According to another embodiment, a computer program comprises instructions for causing an apparatus to receive an output of a learner network that is configured to assign a predicted class of an object depicted in input data and predicted coordinates from which the object was captured in the input data. The input data is synthetic input data generated using a synthesizer network based on given coordinates. The apparatus is also caused, based on one or more decision criteria, to perform at least one of: (1) using the input data to activate the synthesizer network to generate additional synthetic training data within the predicted class and within a threshold range of the given coordinates so that the learner network is further trained on the additional synthetic training data; or (2) causing, at least in part, a collection of additional generator ground truth data from the given coordinates so that synthesizer network is further trained on the additional generator ground truth data.
According to another embodiment, a non-transitory computer-readable storage medium comprising program instructions that, when executed by an apparatus, cause the apparatus to receive an output of a learner network that is configured to assign a predicted class of an object depicted in input data and predicted coordinates from which the object was captured in the input data. The input data is synthetic input data generated using a synthesizer network based on given coordinates. The apparatus is also caused, based on one or more decision criteria, to perform at least one of: (1) using the input data to activate the synthesizer network to generate additional synthetic training data within the predicted class and within a threshold range of the given coordinates so that the learner network is further trained on the additional synthetic training data; or (2) causing, at least in part, a collection of additional generator ground truth data from the given coordinates so that synthesizer network is further trained on the additional generator ground truth data.

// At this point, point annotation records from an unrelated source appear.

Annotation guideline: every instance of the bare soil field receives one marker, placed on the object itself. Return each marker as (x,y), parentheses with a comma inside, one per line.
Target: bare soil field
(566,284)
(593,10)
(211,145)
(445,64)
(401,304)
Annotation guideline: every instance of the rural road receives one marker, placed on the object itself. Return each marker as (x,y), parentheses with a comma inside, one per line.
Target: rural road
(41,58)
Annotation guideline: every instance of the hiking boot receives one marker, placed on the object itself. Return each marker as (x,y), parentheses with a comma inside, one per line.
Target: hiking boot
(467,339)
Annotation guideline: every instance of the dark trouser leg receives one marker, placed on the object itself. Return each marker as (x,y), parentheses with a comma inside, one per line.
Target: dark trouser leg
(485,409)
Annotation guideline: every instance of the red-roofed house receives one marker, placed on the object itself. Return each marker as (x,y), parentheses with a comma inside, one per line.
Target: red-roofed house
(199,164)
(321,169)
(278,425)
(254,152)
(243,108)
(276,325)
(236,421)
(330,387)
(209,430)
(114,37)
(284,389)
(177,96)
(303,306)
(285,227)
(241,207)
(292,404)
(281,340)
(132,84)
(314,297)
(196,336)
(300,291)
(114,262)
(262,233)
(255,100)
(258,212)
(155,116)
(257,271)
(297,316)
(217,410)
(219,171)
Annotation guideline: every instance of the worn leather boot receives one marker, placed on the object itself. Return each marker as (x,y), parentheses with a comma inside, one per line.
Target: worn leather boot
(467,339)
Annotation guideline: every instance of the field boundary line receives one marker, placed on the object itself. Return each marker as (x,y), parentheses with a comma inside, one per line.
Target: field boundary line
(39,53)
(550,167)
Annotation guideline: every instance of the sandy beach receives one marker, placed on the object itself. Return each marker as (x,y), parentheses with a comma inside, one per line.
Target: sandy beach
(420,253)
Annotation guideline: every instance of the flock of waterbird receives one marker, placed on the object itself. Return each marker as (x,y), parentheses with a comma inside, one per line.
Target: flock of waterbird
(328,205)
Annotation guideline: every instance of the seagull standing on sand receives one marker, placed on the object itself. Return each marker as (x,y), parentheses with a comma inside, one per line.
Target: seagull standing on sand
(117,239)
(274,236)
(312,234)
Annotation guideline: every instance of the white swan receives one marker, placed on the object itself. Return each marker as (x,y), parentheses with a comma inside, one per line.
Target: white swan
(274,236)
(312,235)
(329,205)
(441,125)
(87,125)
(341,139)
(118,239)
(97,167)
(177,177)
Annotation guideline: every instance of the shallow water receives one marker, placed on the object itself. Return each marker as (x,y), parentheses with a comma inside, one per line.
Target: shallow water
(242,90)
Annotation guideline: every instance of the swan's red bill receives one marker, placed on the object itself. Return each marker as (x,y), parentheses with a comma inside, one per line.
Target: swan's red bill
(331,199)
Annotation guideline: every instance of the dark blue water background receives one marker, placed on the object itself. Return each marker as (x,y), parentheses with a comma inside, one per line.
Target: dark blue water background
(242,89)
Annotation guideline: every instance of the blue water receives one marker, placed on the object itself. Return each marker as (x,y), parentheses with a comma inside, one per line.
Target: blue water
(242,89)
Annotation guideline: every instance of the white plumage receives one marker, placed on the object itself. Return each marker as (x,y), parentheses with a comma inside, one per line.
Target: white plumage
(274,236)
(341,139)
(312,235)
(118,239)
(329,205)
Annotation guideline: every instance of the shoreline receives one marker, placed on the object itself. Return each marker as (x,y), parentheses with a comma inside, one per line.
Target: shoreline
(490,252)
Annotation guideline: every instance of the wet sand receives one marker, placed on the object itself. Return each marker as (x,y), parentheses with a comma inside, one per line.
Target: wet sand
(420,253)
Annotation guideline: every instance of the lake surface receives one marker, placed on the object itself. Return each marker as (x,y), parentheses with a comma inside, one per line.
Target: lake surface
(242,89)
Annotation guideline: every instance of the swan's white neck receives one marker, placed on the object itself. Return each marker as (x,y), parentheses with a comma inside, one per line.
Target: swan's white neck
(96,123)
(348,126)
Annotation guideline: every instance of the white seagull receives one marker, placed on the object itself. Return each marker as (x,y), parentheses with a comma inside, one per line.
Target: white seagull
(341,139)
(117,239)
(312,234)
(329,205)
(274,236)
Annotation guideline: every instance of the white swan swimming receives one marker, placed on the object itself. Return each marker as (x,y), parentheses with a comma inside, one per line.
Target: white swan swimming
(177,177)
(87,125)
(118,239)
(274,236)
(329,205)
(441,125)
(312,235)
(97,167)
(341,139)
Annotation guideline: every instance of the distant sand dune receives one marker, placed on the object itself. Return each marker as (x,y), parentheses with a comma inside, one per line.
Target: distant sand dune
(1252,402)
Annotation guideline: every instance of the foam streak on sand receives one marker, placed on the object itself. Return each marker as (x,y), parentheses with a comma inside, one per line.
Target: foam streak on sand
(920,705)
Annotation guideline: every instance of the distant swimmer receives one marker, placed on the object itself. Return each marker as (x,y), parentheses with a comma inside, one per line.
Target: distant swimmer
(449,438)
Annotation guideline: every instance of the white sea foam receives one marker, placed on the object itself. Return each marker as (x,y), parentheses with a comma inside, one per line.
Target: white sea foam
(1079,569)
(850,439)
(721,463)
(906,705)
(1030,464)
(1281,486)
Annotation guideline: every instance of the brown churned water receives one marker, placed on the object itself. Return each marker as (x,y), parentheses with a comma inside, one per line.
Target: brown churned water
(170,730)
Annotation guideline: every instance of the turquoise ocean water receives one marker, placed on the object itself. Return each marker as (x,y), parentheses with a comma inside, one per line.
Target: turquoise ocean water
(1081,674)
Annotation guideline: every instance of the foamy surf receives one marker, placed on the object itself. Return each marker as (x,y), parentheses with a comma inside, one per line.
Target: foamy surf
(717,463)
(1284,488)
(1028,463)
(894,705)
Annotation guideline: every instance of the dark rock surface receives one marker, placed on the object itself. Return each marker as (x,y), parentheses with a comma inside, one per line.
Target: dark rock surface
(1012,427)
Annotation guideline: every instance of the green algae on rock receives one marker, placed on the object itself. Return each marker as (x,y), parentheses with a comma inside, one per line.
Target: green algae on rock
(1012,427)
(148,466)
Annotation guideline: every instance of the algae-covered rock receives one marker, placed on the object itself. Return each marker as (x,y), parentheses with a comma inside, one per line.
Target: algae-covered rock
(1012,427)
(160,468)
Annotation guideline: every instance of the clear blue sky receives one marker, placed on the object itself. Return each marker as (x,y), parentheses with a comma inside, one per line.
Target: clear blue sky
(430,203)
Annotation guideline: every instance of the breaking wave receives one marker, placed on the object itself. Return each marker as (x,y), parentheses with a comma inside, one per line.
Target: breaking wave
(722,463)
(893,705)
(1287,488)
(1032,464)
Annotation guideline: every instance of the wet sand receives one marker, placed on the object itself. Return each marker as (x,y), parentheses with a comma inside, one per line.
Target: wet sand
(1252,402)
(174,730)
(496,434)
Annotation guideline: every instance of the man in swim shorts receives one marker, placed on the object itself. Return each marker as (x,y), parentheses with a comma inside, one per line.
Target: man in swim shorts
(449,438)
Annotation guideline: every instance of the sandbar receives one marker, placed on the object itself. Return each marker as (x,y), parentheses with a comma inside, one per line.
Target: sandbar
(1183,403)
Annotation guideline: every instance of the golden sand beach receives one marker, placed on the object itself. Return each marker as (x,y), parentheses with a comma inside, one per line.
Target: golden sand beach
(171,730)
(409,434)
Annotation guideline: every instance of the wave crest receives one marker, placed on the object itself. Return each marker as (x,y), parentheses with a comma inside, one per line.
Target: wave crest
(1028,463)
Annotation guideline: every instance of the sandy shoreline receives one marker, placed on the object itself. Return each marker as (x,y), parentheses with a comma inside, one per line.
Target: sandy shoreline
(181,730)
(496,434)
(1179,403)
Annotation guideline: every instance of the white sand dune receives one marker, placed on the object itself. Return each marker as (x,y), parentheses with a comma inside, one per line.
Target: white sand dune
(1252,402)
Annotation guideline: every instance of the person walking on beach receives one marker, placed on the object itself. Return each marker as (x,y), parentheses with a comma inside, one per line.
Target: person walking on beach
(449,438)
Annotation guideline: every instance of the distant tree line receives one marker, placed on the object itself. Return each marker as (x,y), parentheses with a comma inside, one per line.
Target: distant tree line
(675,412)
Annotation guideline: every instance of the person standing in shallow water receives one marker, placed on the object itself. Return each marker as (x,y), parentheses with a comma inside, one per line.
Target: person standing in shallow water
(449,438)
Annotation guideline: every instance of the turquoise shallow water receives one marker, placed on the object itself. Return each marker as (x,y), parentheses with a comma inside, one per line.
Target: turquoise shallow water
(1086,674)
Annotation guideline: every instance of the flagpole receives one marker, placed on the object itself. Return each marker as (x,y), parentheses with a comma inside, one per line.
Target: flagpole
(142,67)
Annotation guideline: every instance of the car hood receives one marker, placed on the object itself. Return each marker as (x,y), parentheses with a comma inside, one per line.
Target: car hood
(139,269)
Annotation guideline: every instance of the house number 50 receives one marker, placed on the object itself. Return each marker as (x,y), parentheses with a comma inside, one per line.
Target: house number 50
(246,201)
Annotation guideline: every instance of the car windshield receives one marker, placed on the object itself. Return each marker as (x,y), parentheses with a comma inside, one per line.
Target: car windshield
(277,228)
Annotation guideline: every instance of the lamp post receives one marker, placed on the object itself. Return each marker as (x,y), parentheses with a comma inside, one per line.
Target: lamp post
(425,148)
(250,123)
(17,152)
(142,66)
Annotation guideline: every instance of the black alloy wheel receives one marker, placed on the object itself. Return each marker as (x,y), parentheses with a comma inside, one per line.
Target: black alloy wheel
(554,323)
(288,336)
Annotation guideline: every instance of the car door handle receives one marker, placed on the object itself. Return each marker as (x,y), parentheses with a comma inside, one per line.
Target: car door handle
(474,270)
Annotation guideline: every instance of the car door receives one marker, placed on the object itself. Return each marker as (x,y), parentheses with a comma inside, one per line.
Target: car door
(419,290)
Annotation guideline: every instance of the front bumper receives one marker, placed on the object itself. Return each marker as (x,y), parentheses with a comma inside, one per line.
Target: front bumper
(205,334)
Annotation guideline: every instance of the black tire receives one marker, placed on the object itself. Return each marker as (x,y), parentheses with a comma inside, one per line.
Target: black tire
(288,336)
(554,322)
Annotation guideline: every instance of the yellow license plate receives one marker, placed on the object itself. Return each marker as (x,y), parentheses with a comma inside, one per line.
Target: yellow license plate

According to one example embodiment, an apparatus comprises circuitry configured to receive an output of a learner network that is configured to assign a predicted class of an object depicted in input data and predicted coordinates from which the object was captured in the input data. The input data is synthetic input data generated using a synthesizer network based on given coordinates. The circuitry is also configured, based on one or more decision criteria, to perform at least one of: (1) using the input data to activate the synthesizer network to generate additional synthetic training data within the predicted class and within a threshold range of the given coordinates so that the learner network is further trained on the additional synthetic training data; or (2) causing, at least in part, a collection of additional generator ground truth data from the given coordinates so that synthesizer network is further trained on the additional generator ground truth data.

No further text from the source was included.